Five accusations that, even though I was innocent, I couldn’t defend because I had already told lies that I couldn’t remember.
Five in the morning, the time when we finally made up after our first big argument and resolved never to argue again.
Five years of alcoholism followed before my first AA meeting.

6-7 – (No Entries)

8 –
Eight years of marital loyalty ruined with my first marital affair.
Eight weeks of half-heartedly searching for another place to live with no success.
Eight suicide attempts that were really desperate attempt to get her attention.
Eight letters thrown around and another…(see next entry)
Eight months before she finally said she forgave me. The previously mentioned eight letters did not spell I love you.
Eight letters are also in the word bullshit, often used to describe my excuses and actions.
Eight months of me trapping her in the relationship with phrases like:
“Where else will you go?” and
“It will never happen again,” and
“You need me,” and (the worst one)
“It’s not like you can move back in with your parents.”
Eight more letters to describe me could spell I am a jerk.
Eight months of begging before she let me sleep in our room again. Eight months of agonizing torment, but any doubt I had about our marriage was cast aside when I realized we could endure anything.
Eight times:
“Till death do us part. Till death do us part.

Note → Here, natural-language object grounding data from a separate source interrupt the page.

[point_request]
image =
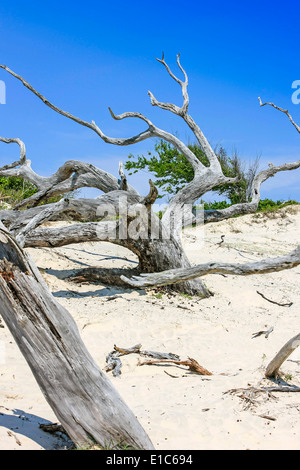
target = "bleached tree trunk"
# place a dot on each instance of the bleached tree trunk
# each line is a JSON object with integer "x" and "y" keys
{"x": 83, "y": 399}
{"x": 273, "y": 367}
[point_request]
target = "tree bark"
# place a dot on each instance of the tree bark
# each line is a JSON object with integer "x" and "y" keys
{"x": 83, "y": 399}
{"x": 272, "y": 369}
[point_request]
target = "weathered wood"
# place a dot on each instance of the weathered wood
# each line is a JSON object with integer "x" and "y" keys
{"x": 155, "y": 255}
{"x": 173, "y": 276}
{"x": 191, "y": 363}
{"x": 272, "y": 369}
{"x": 83, "y": 399}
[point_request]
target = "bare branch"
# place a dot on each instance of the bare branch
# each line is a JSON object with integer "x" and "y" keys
{"x": 272, "y": 369}
{"x": 178, "y": 275}
{"x": 285, "y": 111}
{"x": 40, "y": 218}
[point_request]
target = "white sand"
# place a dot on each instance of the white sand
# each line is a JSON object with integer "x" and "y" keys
{"x": 188, "y": 411}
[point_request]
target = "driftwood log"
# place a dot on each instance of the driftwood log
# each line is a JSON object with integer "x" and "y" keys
{"x": 114, "y": 363}
{"x": 85, "y": 402}
{"x": 272, "y": 369}
{"x": 157, "y": 243}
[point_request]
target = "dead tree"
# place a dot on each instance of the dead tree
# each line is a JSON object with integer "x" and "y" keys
{"x": 272, "y": 369}
{"x": 85, "y": 402}
{"x": 157, "y": 243}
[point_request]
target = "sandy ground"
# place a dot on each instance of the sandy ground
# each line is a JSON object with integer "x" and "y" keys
{"x": 178, "y": 409}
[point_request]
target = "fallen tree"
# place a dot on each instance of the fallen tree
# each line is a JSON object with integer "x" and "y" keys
{"x": 85, "y": 402}
{"x": 133, "y": 223}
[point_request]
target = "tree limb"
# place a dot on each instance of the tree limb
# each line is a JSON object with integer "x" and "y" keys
{"x": 178, "y": 275}
{"x": 272, "y": 369}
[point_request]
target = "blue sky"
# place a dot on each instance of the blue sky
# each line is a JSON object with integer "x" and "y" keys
{"x": 87, "y": 57}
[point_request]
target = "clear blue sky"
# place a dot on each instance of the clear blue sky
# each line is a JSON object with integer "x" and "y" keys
{"x": 87, "y": 56}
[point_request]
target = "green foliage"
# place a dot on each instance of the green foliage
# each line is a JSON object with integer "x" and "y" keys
{"x": 173, "y": 171}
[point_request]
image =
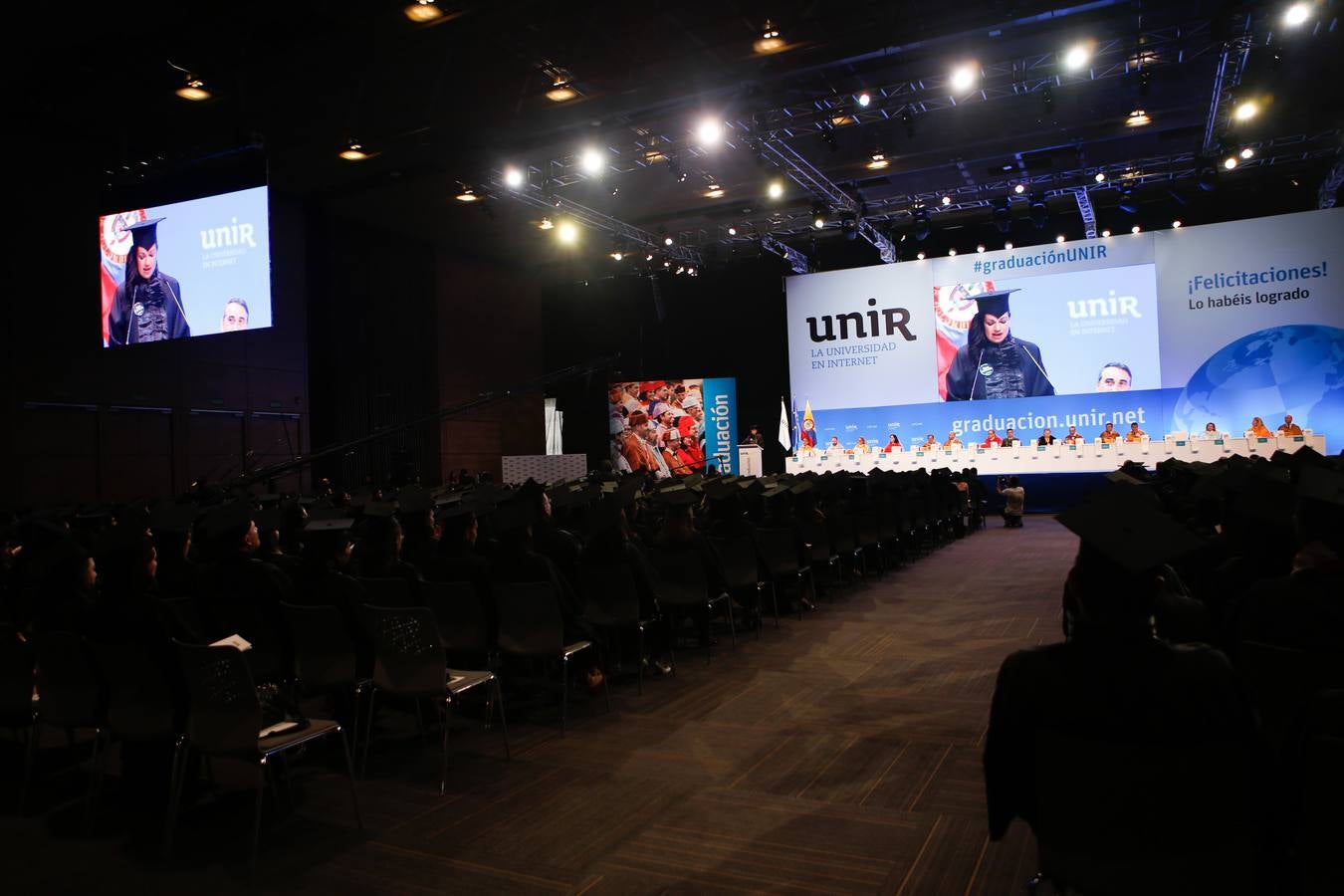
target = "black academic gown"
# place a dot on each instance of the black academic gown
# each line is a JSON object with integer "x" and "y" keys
{"x": 160, "y": 303}
{"x": 1010, "y": 368}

Till death do us part…” before I understood that it meant much more than just some liturgy spewed at the ceremony.

9-12 – (No Entries)
13 –
Thirteen, a baker’s dozen, is the number of roses I gave her after my first and only marital affair.
Thirteen, one more step after the standard twelve they give you in AA meetings: relapse.
Thirteen was the age of our son when we found out about…(See Section 34)
Thirteen was the number of sessions we had at the shrink’s office downtown.
Thirteen plastic smiles, a charade, as we pretended we were normal as a means to justify our companionship.
Thirteen post-session discussions about how “love” just wasn’t enough anymore.
Thirteen post-session arguments before our son intervened and asked us why we didn’t love each other anymore.
Thirteen sessions with no results, but [one] question from our son and we realized we had something special worth fighting for.

14-20 – (No Entries)

21 –
Twenty-one, my age when our son was born.
Twenty-one, the age that my life took a whole new meaning.
Twenty-one, the age that I realized the live fast, die young lifestyle was reckless and inconsiderate.
Twenty-one years before I truly knew what the words“unconditional love” meant.
Twenty-one characters in my son’s name.

22-33 – (No Entries)

34 –
Thirty-four, the age that I realized the weight of everything I’d done to my wife.
Thirty-four, the age that I realized that I was selfish and had trapped her in an emotionally abusive relationship.
Thirty-four, the age that I realized that alcoholism wasn’t going to raise my kid, and that revelation oddly snapped me out of an extreme bout of depression.
Thirty-four, the age that I realized how lucky I was, and that I cherished every moment I had been given with my wife, even if I didn’t deserve…(see very first entry)
Thirty-four, the age of my wife and I when we found out she had terminal cancer.